Oh. You didn’t click away! Bravo. You are so brave.

Diarrhea, Vomit and a Lousy Night’s Sleep

First things first… neither the diarrhea nor the vomit was my own. Secondly… the word “diarrhea” is not spelled in a way that “looks right”. Of course, nothing about diarrhea looks right. *gag, gag, gag*

So. We have this dog. Kevin. He’s about 10 months old.

Here’s a picture of Kevin and me. I was working with my laptop on the couch, and he decided to snuggle. He’s like a stuffed animal with claws, fangs, noxious farts and slobber…

He loves to sit next to me and keep a paw on me. He is also a lot like a co-dependent woman.

Aaanywho.

Vomit.

Dogs and babies are kindred spirits. Neither “species” can’t speak OUR language, but they definitely have body language and special sounds. Cues, if you will…

Last night, Kevin was giving many, MANY  “cues”.

Hindsight is 20/20.

I remember when my kids were babies. With each one there were times I misread their cues and ended up with vomit for clothing or wallpaper ifyaknowwhatimean.

Today, with a 5, 7 & 10 year old… I am thankful I no longer have to clean vomit or poop from between the slats of a crib thoughsometimesfromthecarpetinthecar….

BUT.

We have a dog.

In short… my kids have grown and can speak MY native language. “Mommy! I think I need to throw up!” Even if we don’t pull over in time and only half the vomit makes it into the ditch – at least I knew something was wrong. 

But dogs?

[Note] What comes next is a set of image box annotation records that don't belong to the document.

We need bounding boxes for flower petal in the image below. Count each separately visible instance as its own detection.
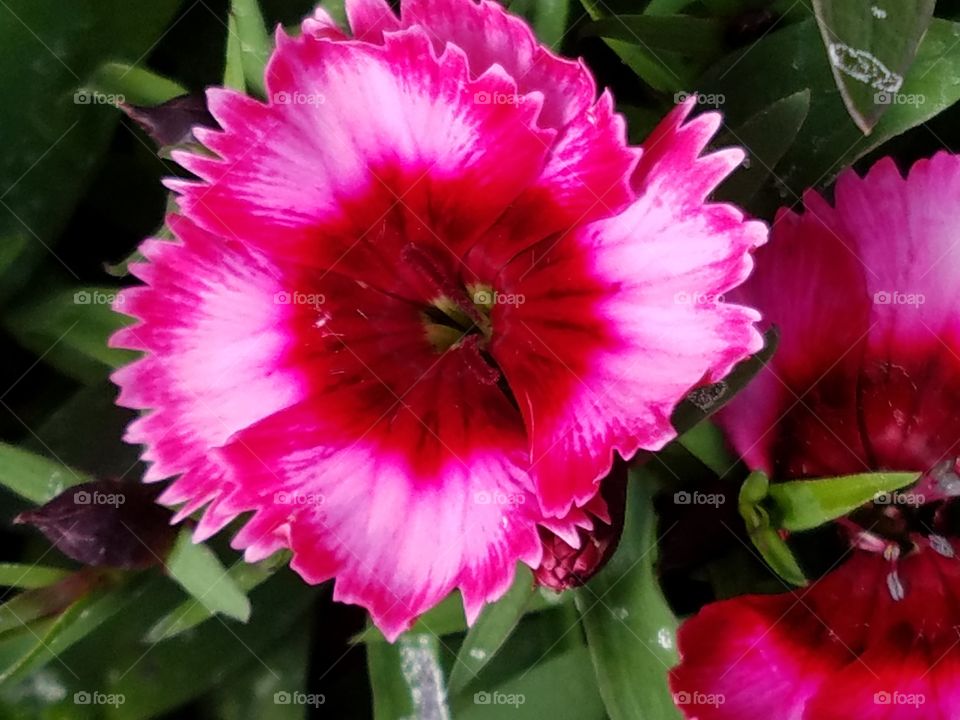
[222,347,542,639]
[169,28,554,299]
[111,216,307,499]
[491,104,766,515]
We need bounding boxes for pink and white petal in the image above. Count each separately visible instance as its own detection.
[836,153,960,470]
[632,97,744,205]
[836,152,960,349]
[346,0,400,45]
[221,347,542,639]
[169,29,553,292]
[300,7,347,40]
[670,594,845,720]
[110,216,306,496]
[400,0,597,129]
[718,191,870,477]
[467,92,640,280]
[492,109,766,515]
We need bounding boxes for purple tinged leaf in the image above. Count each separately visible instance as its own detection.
[121,95,217,148]
[14,480,175,570]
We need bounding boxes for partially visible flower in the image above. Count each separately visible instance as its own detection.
[534,462,627,592]
[672,153,960,720]
[109,0,766,638]
[672,535,960,720]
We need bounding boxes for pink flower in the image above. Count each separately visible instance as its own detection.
[672,153,960,720]
[115,0,765,638]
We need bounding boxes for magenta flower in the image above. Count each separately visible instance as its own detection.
[115,0,765,638]
[672,153,960,720]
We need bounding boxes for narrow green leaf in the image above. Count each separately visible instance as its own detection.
[449,566,534,694]
[508,0,570,50]
[738,470,807,586]
[769,473,920,531]
[144,553,289,644]
[367,632,450,720]
[583,15,724,59]
[580,0,697,93]
[0,563,70,590]
[167,530,250,622]
[456,645,606,720]
[716,89,810,206]
[350,592,467,643]
[670,328,779,435]
[750,525,807,587]
[576,469,681,720]
[677,420,737,477]
[813,0,936,134]
[3,287,137,383]
[223,13,247,92]
[230,0,273,97]
[0,233,30,276]
[0,583,145,685]
[0,443,93,505]
[696,18,960,197]
[84,62,187,105]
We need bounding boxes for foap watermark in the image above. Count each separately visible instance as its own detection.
[73,290,123,305]
[273,291,327,308]
[73,88,127,107]
[673,290,723,305]
[73,690,127,707]
[673,690,727,707]
[473,490,527,505]
[473,290,527,307]
[473,690,527,708]
[873,90,927,107]
[673,90,727,107]
[273,490,327,507]
[272,90,327,105]
[273,690,327,708]
[873,290,927,308]
[673,490,727,507]
[873,690,927,708]
[73,490,127,507]
[473,90,527,105]
[873,492,927,507]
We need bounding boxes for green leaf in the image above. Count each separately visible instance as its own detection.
[0,0,182,302]
[167,530,250,622]
[367,632,450,720]
[677,420,737,477]
[716,89,810,206]
[83,62,187,105]
[697,18,960,194]
[230,0,273,97]
[508,0,570,50]
[580,0,696,93]
[144,553,289,643]
[449,566,534,694]
[0,443,93,505]
[223,14,247,92]
[454,646,604,720]
[670,328,779,435]
[738,470,807,587]
[0,563,70,589]
[350,592,467,643]
[0,233,30,286]
[813,0,936,134]
[576,469,681,720]
[0,583,145,684]
[583,15,724,60]
[205,616,314,720]
[3,287,137,383]
[768,473,920,531]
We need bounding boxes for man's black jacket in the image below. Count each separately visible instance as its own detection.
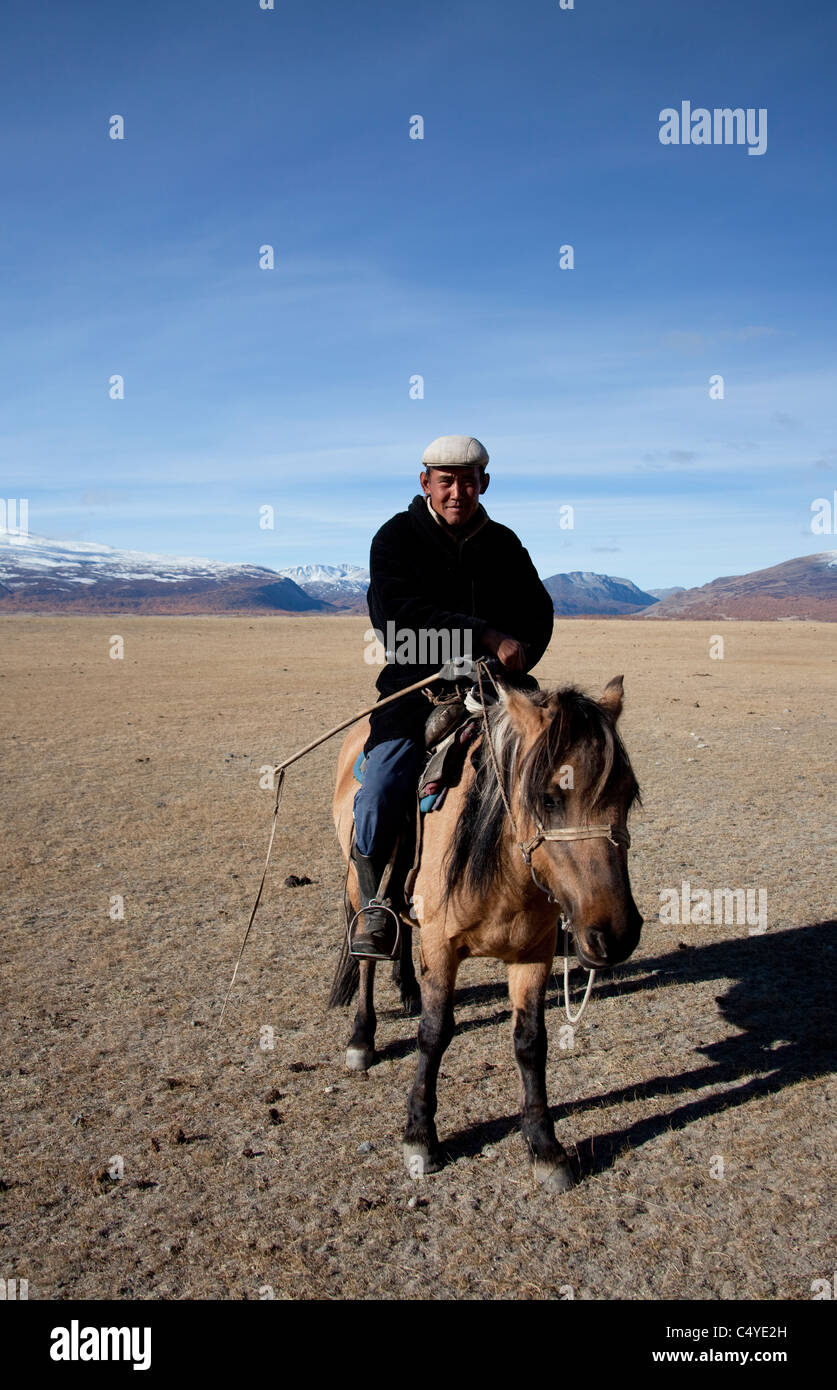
[367,496,553,749]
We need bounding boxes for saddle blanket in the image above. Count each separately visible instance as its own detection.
[352,719,477,816]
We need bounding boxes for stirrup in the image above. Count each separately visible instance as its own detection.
[346,898,400,960]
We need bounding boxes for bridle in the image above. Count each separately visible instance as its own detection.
[477,663,631,872]
[477,662,631,1023]
[517,817,631,865]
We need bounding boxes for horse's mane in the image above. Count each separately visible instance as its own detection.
[444,685,640,902]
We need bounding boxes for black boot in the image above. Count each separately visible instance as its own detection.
[344,848,399,960]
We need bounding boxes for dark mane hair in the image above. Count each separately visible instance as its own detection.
[444,685,640,904]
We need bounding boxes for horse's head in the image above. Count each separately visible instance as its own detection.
[503,676,642,969]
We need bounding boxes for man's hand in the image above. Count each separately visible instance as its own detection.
[482,627,526,671]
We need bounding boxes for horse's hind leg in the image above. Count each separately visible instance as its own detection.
[392,920,421,1016]
[509,959,573,1193]
[403,935,459,1177]
[346,959,378,1072]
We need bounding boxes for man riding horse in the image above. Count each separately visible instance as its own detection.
[352,435,553,959]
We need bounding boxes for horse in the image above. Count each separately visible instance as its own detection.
[330,676,642,1193]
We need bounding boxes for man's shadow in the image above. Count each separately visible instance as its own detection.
[442,920,837,1177]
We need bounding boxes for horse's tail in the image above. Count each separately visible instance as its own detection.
[328,935,360,1009]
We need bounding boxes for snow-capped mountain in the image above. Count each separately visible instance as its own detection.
[279,564,368,612]
[0,532,328,613]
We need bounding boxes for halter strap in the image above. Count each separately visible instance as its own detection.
[520,817,631,863]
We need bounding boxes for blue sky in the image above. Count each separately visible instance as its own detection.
[0,0,837,587]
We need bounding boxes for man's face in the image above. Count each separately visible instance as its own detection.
[419,464,488,525]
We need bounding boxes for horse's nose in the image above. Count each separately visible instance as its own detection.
[587,931,608,960]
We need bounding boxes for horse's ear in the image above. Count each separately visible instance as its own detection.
[599,676,624,720]
[499,685,549,744]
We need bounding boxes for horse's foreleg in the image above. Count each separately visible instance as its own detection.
[346,959,378,1072]
[500,959,573,1193]
[392,920,421,1015]
[403,940,459,1177]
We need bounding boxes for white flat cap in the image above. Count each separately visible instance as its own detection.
[421,435,488,468]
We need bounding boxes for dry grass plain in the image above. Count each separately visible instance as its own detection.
[0,617,837,1300]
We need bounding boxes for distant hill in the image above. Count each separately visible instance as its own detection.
[0,535,331,614]
[647,584,685,599]
[544,570,656,617]
[638,550,837,623]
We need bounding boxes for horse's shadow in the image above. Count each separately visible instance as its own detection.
[394,920,837,1177]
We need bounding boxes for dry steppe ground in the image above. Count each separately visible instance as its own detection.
[0,617,837,1300]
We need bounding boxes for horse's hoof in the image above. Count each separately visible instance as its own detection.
[402,1144,442,1179]
[533,1159,576,1195]
[346,1047,375,1072]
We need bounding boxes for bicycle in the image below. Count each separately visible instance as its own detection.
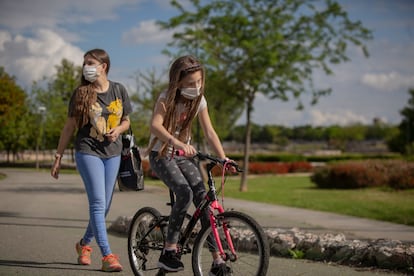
[128,152,270,276]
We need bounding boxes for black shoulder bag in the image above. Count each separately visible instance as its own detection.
[118,127,144,191]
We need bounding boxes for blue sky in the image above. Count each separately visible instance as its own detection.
[0,0,414,126]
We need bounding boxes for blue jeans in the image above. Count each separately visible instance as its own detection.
[75,152,121,256]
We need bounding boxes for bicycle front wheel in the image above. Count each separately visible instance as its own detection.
[192,211,270,276]
[128,207,164,275]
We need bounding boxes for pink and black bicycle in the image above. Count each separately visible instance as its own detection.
[128,152,270,276]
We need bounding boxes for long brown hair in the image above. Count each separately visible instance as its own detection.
[148,55,205,155]
[72,49,111,128]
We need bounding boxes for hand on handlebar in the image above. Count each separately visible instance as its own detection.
[224,159,238,173]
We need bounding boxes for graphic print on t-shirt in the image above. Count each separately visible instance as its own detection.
[89,99,123,142]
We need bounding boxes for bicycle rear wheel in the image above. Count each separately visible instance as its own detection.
[128,207,166,275]
[192,211,270,276]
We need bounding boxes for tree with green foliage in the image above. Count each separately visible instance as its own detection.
[160,0,372,191]
[0,67,30,162]
[30,59,82,156]
[129,69,168,145]
[388,89,414,155]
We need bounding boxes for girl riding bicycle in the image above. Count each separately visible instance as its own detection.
[148,56,234,275]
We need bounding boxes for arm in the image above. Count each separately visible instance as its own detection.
[50,117,76,179]
[106,115,131,142]
[150,99,196,155]
[198,107,226,159]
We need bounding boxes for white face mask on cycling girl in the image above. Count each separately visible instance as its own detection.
[180,87,201,100]
[83,64,101,82]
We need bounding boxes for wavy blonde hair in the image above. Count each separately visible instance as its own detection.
[71,49,111,128]
[148,55,205,156]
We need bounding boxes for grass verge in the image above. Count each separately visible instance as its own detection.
[146,175,414,226]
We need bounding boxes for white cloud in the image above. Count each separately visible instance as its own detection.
[361,72,414,91]
[0,0,140,30]
[122,20,173,45]
[0,29,83,86]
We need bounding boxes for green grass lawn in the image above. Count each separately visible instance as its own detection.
[146,176,414,226]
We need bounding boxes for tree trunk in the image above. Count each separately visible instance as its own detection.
[240,98,253,192]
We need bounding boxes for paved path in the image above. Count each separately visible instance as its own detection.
[0,168,414,276]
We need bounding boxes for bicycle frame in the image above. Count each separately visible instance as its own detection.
[178,161,237,261]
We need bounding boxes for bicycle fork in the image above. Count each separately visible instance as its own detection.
[209,200,237,262]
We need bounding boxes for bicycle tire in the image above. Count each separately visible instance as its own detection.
[128,207,165,275]
[191,211,270,276]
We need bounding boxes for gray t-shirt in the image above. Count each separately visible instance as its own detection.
[68,81,132,158]
[150,91,207,151]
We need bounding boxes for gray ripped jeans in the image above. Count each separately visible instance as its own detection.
[149,151,210,243]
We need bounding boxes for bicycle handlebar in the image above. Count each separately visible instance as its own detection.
[175,150,243,172]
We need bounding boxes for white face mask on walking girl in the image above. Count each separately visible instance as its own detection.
[83,64,102,82]
[180,87,201,100]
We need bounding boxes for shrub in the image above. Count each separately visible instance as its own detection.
[311,160,414,189]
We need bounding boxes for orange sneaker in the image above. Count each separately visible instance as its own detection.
[102,254,122,272]
[76,242,92,265]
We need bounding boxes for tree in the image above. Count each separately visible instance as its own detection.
[160,0,371,191]
[31,59,82,152]
[0,67,30,162]
[388,89,414,155]
[130,69,168,145]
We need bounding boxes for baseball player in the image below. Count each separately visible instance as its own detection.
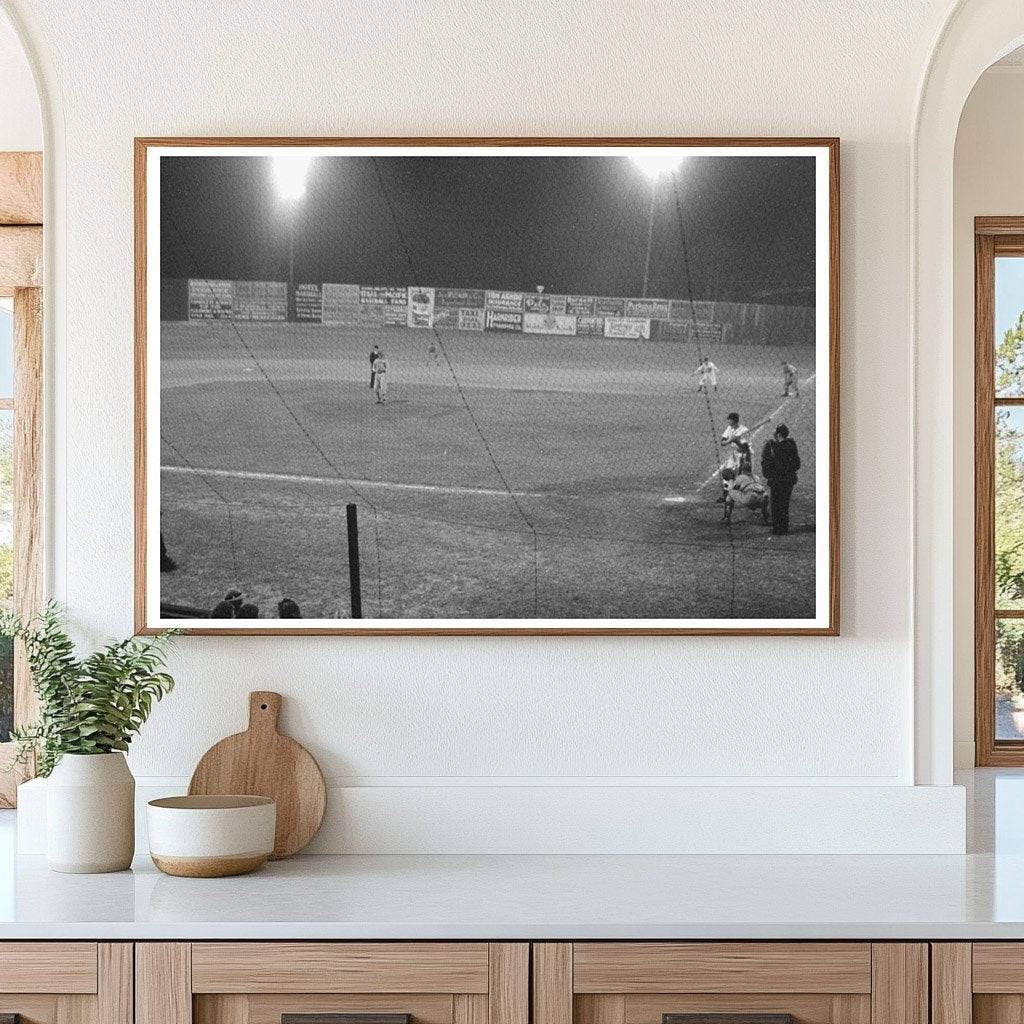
[722,465,768,522]
[370,345,381,391]
[782,359,800,398]
[697,355,718,394]
[722,413,751,472]
[373,349,387,404]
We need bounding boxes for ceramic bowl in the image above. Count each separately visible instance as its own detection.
[146,795,278,879]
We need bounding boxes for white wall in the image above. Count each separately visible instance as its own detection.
[3,0,970,847]
[953,65,1024,768]
[0,13,43,151]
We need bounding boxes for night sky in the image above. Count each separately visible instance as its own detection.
[161,151,814,304]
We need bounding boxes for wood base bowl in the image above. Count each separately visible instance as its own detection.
[146,794,278,879]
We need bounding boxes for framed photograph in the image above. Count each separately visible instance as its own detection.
[135,138,839,635]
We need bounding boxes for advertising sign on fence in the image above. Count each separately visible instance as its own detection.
[625,299,669,319]
[485,309,522,331]
[321,284,359,327]
[594,299,626,316]
[234,281,288,321]
[383,304,409,327]
[565,295,594,316]
[406,288,434,327]
[604,316,650,338]
[687,321,722,346]
[359,285,407,306]
[669,299,715,321]
[295,285,324,324]
[434,306,459,331]
[459,309,483,331]
[188,278,234,319]
[522,313,575,334]
[434,288,483,309]
[485,292,522,312]
[577,316,604,335]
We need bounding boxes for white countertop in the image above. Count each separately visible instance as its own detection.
[0,854,1024,939]
[0,772,1024,940]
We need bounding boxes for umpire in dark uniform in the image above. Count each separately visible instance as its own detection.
[761,423,800,535]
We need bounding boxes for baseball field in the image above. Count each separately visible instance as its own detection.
[160,322,815,618]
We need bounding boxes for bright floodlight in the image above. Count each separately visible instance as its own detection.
[630,150,685,181]
[270,153,313,202]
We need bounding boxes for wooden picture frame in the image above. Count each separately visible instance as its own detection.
[0,152,43,807]
[974,217,1024,768]
[135,137,840,636]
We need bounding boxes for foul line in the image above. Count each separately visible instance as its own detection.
[160,466,579,498]
[665,373,818,504]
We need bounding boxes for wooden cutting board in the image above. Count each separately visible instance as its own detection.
[188,690,327,860]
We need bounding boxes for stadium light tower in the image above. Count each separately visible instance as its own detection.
[630,150,685,299]
[270,150,313,311]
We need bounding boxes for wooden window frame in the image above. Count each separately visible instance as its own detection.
[0,153,43,807]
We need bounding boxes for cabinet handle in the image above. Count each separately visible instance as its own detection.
[282,1014,413,1024]
[662,1014,797,1024]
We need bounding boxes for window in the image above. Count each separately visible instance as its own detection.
[975,217,1024,765]
[0,153,43,807]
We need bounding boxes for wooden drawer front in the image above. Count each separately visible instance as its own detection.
[191,942,488,991]
[194,993,460,1024]
[572,992,872,1024]
[971,942,1024,993]
[572,942,871,995]
[0,942,97,994]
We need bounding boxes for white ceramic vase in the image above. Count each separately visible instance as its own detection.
[46,753,135,874]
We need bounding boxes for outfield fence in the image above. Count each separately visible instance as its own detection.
[160,278,815,345]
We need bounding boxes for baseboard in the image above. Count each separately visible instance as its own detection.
[17,779,967,855]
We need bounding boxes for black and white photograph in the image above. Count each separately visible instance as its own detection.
[136,139,839,634]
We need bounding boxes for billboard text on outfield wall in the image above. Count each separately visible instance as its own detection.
[565,295,594,316]
[434,288,483,309]
[486,309,522,331]
[295,285,324,324]
[459,309,483,331]
[522,313,575,335]
[406,286,434,327]
[359,285,408,306]
[485,292,522,312]
[188,278,234,319]
[604,316,650,338]
[321,284,359,327]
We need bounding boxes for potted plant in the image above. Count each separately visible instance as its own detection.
[0,603,176,873]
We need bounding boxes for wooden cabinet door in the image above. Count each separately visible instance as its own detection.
[932,942,1024,1024]
[0,942,132,1024]
[135,942,529,1024]
[534,942,928,1024]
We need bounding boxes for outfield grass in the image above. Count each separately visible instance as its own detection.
[161,324,815,618]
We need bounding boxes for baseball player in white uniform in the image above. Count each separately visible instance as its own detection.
[697,355,718,394]
[374,350,387,404]
[782,359,800,398]
[719,413,751,502]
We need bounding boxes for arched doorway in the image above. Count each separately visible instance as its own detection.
[909,0,1024,784]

They just don’t speak.

Since we brought Kevin home at 7.5 weeks old… he has almost ALWAYS slept through the night. *saving grace* One would think all his whimpering and standing at the door to go outside last night would have clued me in.

But… let’s go back to babies for a minute. Let’s go back to exhaustion and decision-making.

Say it with me, “NOT SO MUCH.” Right?

Right.

Kevin whimpered and I scolded. He whimpered, and Paul scolded. He whimpered I profaninated. He whimpered and Paul profaninated.

Cuz profanity makes dogs shut-up.

“KEVIN! GO!” I yelled at him to get out my room.

At my command (finally) I hear him power down the stairs and then I hear “that” sound. The sound a dog makes when his whole body is working mightily to reject the chew toy he consumed earlier in the day.

*gag gag gag gag gag*

Paul cleaned it up because I would have only made the pile bigger.

And then it ALL happened again – the yelling, the cursing… the vomit.

*gag gag gag gag gag*

Outside. But on my porch.

I haven’t has such a horrible night’s sleep since I had a newborn.

And when I awoke this morning there was more vomit BUT ALSO diarrhea. Like a pepper mill to a salad… Like a sprinkler to crops… Like a machine gun to an enemy… So was Kevin.